I wouldn’t use the number of instructions as any sort of metric. Many general purpose CPUs have a low number of simple instructions. That is what defined RISC. x86 exists despite it ISA shortcomings and insane instruction set.
The other thing about GPUs is that there are a whole lot of things they are bad at that don’t matter for parallel computing of arithmetic.
The core driver is the maxim: make the common case fast, make the uncommon case correct.
Most CPUs spend their time doing stuff other than arithmetic and are optimised for their common case. A general purpose CPU benefits from caches, branch prediction logic along with speculative execution, and needs to cope with all the cruft an operating system brings, including interrupts, exceptions and security, in an efficient manner. This burns a lot of silicon to make fast. Especially the caches, but even all the extra junk attached to the main pipeline increases area massively. Adding virtual memory is another headache, with translation lookaside buffers to manage, more exceptions, and yet more junk in the way between computation and memory.
A GPU, at least in the basic geometry engine or raster engine needs to do linear algebraic operations and bit blatting on a large and regular dataset. This typically involves doing the same thing on each data item. It is rare to need to branch. And there is no need for complicated memory access control. Usually GPUs have their own optimised memory.

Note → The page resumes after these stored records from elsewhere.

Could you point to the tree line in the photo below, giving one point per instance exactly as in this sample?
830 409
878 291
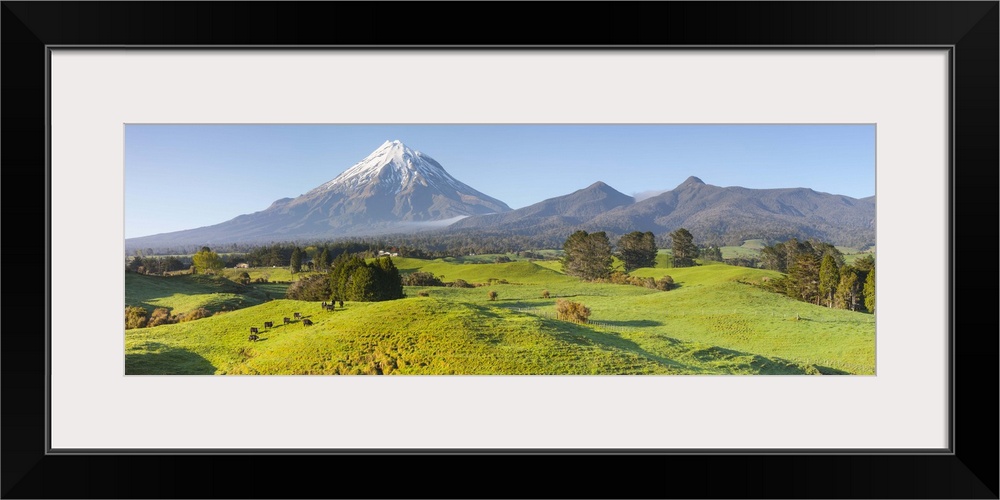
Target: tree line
816 272
590 255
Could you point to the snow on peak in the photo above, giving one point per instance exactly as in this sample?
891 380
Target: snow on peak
393 161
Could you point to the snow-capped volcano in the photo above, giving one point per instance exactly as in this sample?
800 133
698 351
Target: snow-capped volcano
394 163
393 189
395 183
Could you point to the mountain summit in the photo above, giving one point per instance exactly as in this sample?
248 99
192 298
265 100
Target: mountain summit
395 183
393 189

This leads to an architecture that contains memory control mechanisms good at striding large amounts of memory in regular patterns. It allows streamlining of memory control and pipelining of accesses. There are no caches. No need, and they would just get in the way. The regular patterns of accesses mean operands are always ready. Similarly branching is rare. So the instructions can be crafted to execute without contention for internal resources, with no hazards to cause a stall, and can run without worrying about needing to back out.

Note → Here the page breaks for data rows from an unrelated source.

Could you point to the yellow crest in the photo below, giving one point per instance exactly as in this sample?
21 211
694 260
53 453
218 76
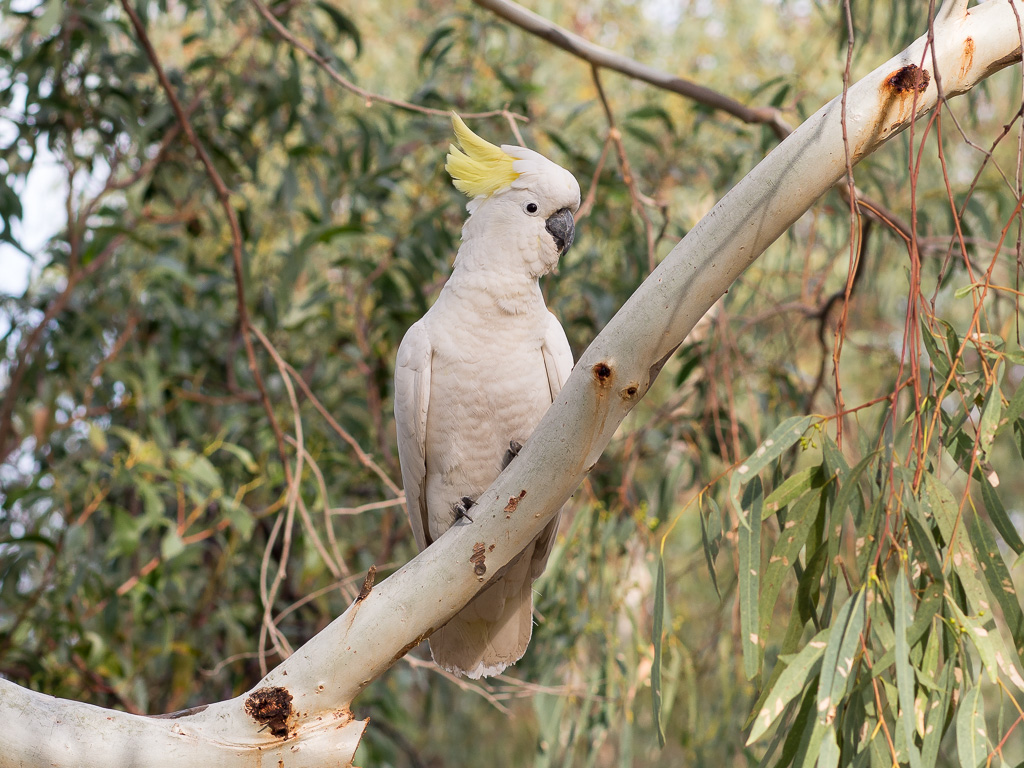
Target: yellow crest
479 167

Some general purpose CPUs did gain some additional capability for GPU like operations, such as MMX and its ilk. Or the i860. But these still existed in the environment of the CPU, and you didn’t get the scale possible with a GPU. (A graphics system that included entire boards filled with i860 processors was a thing.)
A modern GPU is thus a very specialised processor. Cutting down what it needs to be good at to a very tightly constrained set means a huge amount of cruft needed by a general purpose CPU can be eliminated. The result is vastly smaller in terms of device count and thus chip area. Where a top end CPU chip might struggle to place 64 cores on a die, as a huge fraction of that is taken up with caches, and the CPU cores themselves are bloated out, A GPU die an be filled with legions of tightly designed cores and highly efficient memory controllers feeding them. Small also can mean higher clock rates. It all adds up.

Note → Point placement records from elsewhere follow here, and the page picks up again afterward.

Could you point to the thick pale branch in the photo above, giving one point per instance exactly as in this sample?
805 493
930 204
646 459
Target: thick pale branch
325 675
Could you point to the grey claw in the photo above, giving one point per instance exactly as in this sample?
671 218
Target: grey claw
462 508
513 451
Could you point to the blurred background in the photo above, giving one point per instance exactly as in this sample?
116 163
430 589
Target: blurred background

Early GPUs also took advantage of the limited precision needed for graphics. You don’t need 64 bit IEEE floating point when all you are doing is calculating the location of a line on a screen. Even early GPUs with limited floating point capability were good enough for some physics - lattice gauge QCD for instance. The GPU manufactures realised that there was value in putting the extra precision of proper floating point to address these new markets.
AI on GPUs really means large scale matrix manipulation. So addresses the deep learning transformers paradigm. That seems to the the current hotness in AI so is a big deal. Blockchain in the abstract often requires some metric of computational work done to limit the chain extension (although not always.) Bitcoin just involves calculating hashes, so is trivially parallel and each calculation involves grinding along a large slab of data, so a great fit for each calculation as well.